---
language:
- de
license: apache-2.0
tags:
- automatic-speech-recognition
- medical
- german
- asr
- nemo
- parakeet
- mlx
base_model: nvidia/parakeet-tdt-0.6b-v3
datasets:
- Mediform/medical_asr_de
---

# Parakeet Medical DE

German medical ASR model fine-tuned from [nvidia/parakeet-tdt-0.6b-v3](https://huggingface.co/nvidia/parakeet-tdt-0.6b-v3) on [Mediform/medical_asr_de](https://huggingface.co/datasets/Mediform/medical_asr_de).

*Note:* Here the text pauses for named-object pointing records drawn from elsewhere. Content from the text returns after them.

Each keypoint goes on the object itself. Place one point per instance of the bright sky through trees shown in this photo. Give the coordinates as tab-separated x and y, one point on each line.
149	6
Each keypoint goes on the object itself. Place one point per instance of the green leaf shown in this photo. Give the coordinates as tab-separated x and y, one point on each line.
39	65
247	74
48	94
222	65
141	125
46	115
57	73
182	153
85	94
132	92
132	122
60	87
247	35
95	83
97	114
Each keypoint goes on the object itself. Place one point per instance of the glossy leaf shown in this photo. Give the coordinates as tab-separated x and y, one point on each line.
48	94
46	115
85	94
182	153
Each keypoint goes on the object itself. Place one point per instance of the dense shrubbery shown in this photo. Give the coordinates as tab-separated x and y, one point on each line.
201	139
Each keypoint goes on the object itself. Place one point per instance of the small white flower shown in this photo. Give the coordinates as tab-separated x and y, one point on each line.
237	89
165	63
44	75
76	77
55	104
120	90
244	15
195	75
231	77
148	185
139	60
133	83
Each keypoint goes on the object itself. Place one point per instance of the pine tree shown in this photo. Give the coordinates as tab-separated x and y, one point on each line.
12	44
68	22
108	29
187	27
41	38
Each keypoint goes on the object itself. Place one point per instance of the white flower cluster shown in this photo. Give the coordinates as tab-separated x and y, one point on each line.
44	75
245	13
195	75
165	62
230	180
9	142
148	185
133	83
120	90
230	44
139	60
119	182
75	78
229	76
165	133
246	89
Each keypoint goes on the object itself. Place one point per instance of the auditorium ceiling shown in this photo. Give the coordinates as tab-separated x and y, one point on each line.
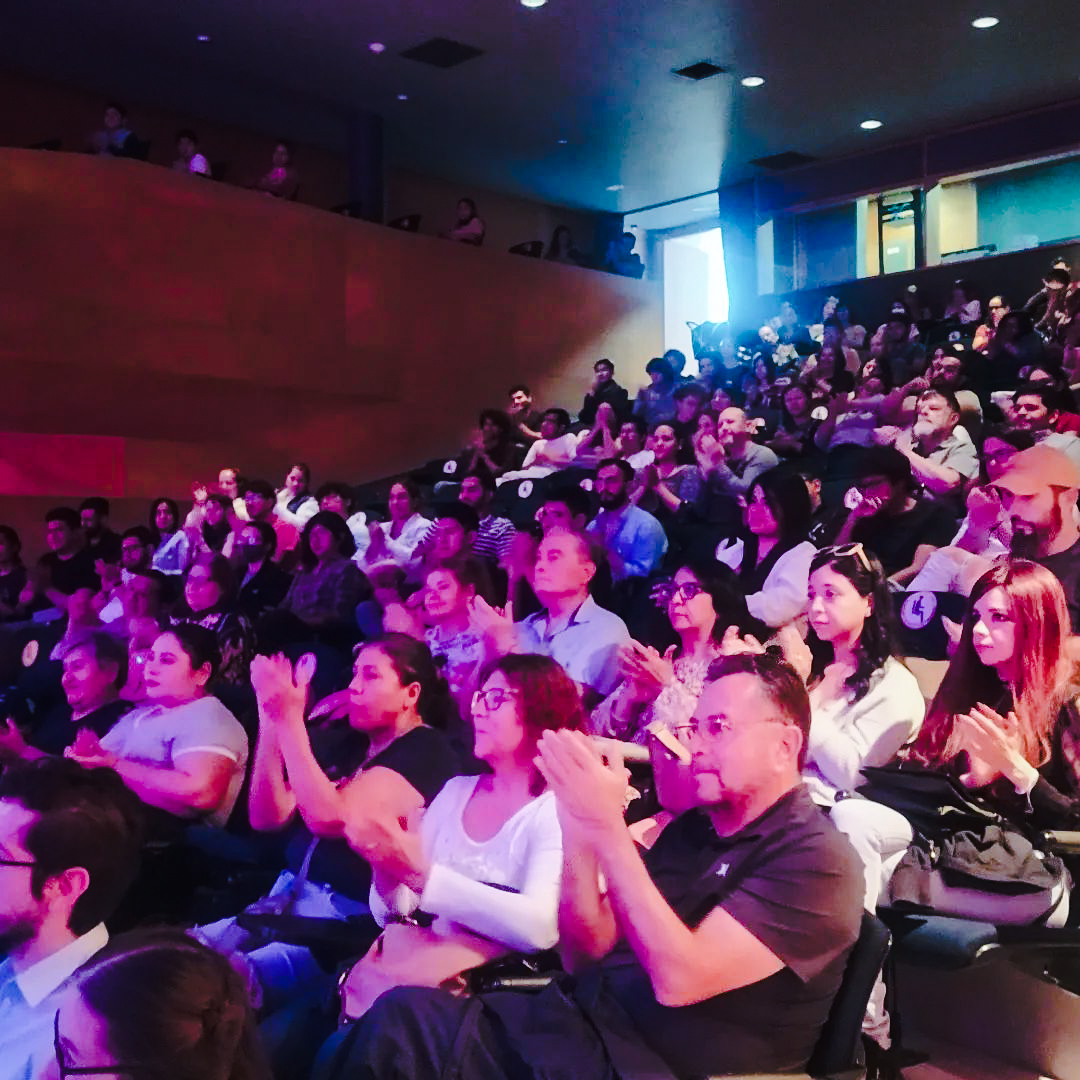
574	102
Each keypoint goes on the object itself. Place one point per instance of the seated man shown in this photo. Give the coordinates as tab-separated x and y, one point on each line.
494	535
604	390
572	628
886	514
732	461
554	449
718	952
634	540
95	672
942	455
1035	410
69	839
66	567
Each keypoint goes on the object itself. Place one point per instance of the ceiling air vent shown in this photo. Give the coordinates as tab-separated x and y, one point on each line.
703	69
442	52
790	159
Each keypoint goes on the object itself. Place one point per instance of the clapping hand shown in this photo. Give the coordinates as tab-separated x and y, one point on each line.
590	784
88	751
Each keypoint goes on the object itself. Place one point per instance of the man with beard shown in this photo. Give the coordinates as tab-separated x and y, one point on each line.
634	540
1039	491
941	454
69	844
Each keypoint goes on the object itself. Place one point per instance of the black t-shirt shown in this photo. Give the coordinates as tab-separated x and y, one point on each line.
423	757
1065	566
795	883
70	575
55	731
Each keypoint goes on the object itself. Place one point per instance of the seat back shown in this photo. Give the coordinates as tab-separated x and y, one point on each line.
838	1043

This is the **best validation checkpoint (epoch 14, val_wer=11.55%)**. For the last epoch, see [Mediform/parakeet-medical-de-e20](https://huggingface.co/Mediform/parakeet-medical-de-e20).

## Performance

| Model | Test WER | Val WER |
|-------|----------|---------|
| Baseline (parakeet-tdt-0.6b-v3) | 26.17% | - |
| **This model (epoch 14, best val)** | **11.31%** | **11.55%** |
| Last epoch (epoch 20) | 11.24% | 11.59% |

**14.86% absolute WER improvement** over the English-only baseline on German medical speech.

## Training Details

- **Base model:** nvidia/parakeet-tdt-0.6b-v3 (627M params, EncDecRNNTBPEModel)
- **Dataset:** Mediform/medical_asr_de (14,388 train / 799 val / 799 test samples, 117h)
- **Hardware:** 4x NVIDIA A40 (48GB)
- **Strategy:** DDP, bf16-mixed precision
- **Batch size:** 2/GPU x 4 GPUs x 8 accumulation = 64 effective
- **Optimizer:** AdamW (lr=5e-5, cosine annealing, 200 warmup steps)
- **Epochs:** 20 (best at epoch 14)
- **Spec augment:** freq_masks=2, time_masks=10

## Training Curve

| Epoch | Val WER |
|-------|---------|
| 0 | 16.56% |
| 1 | 13.21% |
| 2 | 13.01% |
| 3 | 12.80% |
| 4 | 11.95% |
| 8 | 11.82% |
| **14** | **11.55%** |
| 19 | 11.59% |

## Usage with MLX (Apple Silicon)

Weights are in SafeTensors format, compatible with [mlx-audio-swift](https://github.com/AIDevelopers/mlx-audio-swift) for on-device inference.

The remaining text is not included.